Researcher Safiya Naina Marikar pipetting in the lab.

During the development of type 1, the immune system mistakenly attacks the insulin-producing beta cells in the pancreas. This stops people with the condition being able to make their own insulin and means that they require lifelong insulin replacement therapy.

Replacing the damaged beta cells either from external sources or triggering the regeneration of beta cells within the body could potentially reduce or eliminate the need for insulin injections in individuals with type 1 diabetes.

We know that islet transplantation and whole pancreas replacement using donor tissues or organs reduces or removes the need for injecting insulin in those with type 1. However, the limited availability of donors, along with the need for life-long immunosuppression, make this option unsuitable for the majority of people living with the condition.

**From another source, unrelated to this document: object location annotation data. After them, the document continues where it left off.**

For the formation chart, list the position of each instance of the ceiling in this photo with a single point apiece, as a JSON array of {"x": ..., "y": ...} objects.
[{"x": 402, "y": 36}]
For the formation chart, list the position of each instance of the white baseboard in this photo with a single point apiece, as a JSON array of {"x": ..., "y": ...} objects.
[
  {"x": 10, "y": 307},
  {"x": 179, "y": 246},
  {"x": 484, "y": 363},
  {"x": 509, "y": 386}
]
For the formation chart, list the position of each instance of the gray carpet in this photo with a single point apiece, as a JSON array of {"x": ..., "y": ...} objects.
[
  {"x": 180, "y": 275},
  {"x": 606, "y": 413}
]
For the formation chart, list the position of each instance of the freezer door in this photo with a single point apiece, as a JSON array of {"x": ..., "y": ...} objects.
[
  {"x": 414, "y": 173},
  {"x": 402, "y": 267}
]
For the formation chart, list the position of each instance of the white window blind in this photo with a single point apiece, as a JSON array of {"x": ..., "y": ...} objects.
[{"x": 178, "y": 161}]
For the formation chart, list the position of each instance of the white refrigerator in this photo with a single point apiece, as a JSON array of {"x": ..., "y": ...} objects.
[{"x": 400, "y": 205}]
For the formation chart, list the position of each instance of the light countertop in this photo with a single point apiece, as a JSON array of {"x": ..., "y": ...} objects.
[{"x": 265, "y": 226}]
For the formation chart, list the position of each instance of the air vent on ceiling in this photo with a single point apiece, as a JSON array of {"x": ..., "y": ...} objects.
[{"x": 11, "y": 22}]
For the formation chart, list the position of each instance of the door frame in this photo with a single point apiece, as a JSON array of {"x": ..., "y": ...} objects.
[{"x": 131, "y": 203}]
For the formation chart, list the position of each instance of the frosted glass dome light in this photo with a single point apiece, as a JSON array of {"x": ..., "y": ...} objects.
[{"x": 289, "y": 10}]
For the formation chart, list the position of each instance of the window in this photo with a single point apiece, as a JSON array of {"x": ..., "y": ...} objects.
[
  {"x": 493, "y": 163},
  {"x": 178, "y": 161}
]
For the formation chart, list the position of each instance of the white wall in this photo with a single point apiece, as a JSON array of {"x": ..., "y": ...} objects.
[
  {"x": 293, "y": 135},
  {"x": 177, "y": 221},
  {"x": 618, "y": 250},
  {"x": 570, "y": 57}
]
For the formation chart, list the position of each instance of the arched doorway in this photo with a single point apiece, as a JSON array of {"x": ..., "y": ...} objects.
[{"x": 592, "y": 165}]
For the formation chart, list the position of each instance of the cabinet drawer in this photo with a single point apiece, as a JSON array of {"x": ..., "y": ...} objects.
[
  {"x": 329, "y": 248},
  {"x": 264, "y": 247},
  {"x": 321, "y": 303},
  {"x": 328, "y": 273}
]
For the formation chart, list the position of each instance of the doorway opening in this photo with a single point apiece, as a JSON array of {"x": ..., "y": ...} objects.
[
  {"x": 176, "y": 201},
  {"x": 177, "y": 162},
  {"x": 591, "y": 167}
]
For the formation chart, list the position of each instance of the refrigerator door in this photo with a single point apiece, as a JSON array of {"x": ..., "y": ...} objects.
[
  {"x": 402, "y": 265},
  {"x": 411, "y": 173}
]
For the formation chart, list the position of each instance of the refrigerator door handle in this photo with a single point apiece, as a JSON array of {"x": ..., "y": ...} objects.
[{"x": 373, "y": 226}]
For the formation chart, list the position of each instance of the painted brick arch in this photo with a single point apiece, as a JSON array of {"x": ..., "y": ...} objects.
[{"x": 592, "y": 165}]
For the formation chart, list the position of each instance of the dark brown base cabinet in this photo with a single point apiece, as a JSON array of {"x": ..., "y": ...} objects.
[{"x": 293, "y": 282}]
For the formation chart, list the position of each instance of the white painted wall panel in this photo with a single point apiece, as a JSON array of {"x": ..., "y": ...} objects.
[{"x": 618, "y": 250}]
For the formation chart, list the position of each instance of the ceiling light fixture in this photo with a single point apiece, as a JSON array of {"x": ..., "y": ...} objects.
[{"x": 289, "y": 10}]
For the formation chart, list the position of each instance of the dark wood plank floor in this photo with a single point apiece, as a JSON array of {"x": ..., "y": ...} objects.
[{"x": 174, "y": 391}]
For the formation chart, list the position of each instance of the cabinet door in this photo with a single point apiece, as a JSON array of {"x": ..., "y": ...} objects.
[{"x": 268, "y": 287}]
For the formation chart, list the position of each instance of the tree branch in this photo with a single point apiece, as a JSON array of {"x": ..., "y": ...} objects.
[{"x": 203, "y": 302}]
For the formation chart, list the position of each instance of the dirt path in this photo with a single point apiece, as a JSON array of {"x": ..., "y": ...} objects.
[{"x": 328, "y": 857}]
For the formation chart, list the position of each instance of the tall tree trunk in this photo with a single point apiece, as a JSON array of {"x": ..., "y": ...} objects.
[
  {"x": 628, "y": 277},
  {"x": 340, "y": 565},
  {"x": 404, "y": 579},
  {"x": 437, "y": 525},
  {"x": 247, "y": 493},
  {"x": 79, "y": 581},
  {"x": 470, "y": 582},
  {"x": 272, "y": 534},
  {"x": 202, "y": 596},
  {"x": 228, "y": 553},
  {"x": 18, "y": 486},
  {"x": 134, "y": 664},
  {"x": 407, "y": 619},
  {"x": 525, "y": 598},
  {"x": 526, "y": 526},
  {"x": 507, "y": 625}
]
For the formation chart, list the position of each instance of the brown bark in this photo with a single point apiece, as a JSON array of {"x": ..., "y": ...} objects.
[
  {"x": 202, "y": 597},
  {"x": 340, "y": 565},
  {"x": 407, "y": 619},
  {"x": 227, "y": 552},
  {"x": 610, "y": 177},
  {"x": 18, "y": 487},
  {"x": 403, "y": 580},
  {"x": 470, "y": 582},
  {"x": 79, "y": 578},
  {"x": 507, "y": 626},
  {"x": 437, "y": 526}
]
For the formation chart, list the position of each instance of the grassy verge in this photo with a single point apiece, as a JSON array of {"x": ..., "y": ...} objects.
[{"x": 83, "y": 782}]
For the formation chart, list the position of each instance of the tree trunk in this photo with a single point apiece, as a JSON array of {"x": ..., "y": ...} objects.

This is why finding ways to regenerate the body’s lost beta cells is so important.

What did the research find?

The research project, funded by JDRF and led by Professor Sam El-Osta from the Baker Heart and Diabetes Institute, investigated whether treatment with two drugs could regenerate insulin-producing cells in donor pancreases.

Using donor pancreases from a child and adult with type 1, and from a donor without type 1, the team demonstrated that pancreatic cells that don’t normally produce insulin – called ductal cells –could be made to behave like beta cells using two drugs known as EZH2 inhibitors (GSK 126 and Tazemetostat). Specifically, these newly generated beta-like cells were able to express genes that are associated with beta cells and, importantly, produce and secrete insulin.

The drug GSK126 is already FDA-approved for use in other diseases. The research project was the first time Tazemetostat has been used for this purpose.

These are incredibly exciting findings, as they suggest there is a pathway for people with type 1 to restore insulin production, potentially using cells from their own body. This method could remove the need for immunosuppressive treatments used with pancreas replacements and could address the issue of limited availability of donated islets needed for islet transplantation.

These therapies work in a different way to other therapies also being investigated which halt the immune system attack. These findings represent another avenue to tackle type 1 and enable everyone living with the condition to potentially achieve independence from round-the-clock insulin injections.

What’s next?

JDRF has been involved from an early stage of this research, with this breakthrough an extension of previous JDRF-funded work also led by Professor El-Osta and his team.

Further work with pre-clinical models are now needed to take this research to the next stage. This is why we have already committed over £500,000 to extend this project.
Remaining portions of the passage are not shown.